There is a long-held, very problematic fallacy in society that sex workers can’t be assaulted due to the nature of their job. As a result, they have been excluded from public discussion on sexualised and gender-based violence. Yet sex workers are a criminalised group of people, vulnerable to sexual assault and oppressed in a variety of intersectional ways – so their exclusion from these conversations just doesn’t make sense.

Statistics show that sex workers are more likely to experience sexual abuse on the job, but they have few good options to report it. If they do report it, they’re not treated with the same empathy as other victims and run the risk of being arrested for prostitution. Society tells us that they should expect abuse: they should expect to be treated badly and they should expect to have their boundaries violated. They have, after all, “put themselves at risk.” This puts the onus of abuse onto the women who experience it, rather than those who commit it.
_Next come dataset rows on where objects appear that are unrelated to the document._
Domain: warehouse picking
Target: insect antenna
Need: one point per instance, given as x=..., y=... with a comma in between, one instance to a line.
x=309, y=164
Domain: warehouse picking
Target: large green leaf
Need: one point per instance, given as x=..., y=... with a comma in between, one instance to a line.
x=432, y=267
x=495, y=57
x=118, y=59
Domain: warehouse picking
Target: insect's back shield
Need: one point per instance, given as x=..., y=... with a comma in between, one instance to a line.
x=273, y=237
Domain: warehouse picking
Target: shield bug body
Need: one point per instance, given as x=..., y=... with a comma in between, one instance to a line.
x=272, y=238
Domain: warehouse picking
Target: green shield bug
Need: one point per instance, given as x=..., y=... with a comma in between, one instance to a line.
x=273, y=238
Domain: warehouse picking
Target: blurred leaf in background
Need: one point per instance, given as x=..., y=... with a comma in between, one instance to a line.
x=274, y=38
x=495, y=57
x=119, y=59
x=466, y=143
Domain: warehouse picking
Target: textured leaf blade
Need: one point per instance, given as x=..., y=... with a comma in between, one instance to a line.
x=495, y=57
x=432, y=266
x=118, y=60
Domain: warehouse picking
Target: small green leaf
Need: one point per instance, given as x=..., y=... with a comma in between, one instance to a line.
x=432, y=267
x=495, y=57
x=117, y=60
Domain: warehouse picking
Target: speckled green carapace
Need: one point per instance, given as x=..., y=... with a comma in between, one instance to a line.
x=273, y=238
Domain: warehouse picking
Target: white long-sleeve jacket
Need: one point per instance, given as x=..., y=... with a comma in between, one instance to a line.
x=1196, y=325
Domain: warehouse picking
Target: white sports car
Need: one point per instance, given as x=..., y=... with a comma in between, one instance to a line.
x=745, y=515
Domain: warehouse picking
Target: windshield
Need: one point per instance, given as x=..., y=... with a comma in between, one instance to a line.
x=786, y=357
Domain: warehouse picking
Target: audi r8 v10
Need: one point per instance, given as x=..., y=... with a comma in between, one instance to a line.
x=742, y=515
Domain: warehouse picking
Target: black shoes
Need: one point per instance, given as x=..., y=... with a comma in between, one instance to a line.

This rhetoric – as the unrapeable sex worker or the acceptable target – is prevalent in our culture and has kept sex workers silenced for so long.

I’m not sure if #MeToo is a perfect model for sex workers. The nature of the movement may force sex workers to out themselves on social media, and they could face double the backlash as victim-blaming and slut-shaming is paired with sex work stigma. It would also need to deal with the much larger problem, which is that much of the abuse sex workers face comes from state authorities. But regardless of #MeToo, sex workers must be included in public discourse on sexual violence and abuse.

The effects of sex work stigma are active in society and a huge majority of media is complicit in further entrenching and normalising it. We need not only policy and legal change, but cultural change. We need to advocate for the decriminalisation of sex work and safer working conditions. We need more people to identify themselves as allies and include sex workers in public conversation on sexual violence. The media needs to report on sex workers’ stories of assault, not only because they are at more risk but because they are often unable to report their abusers for fear of punishment. Let’s start treating sex workers with the respect they deserve.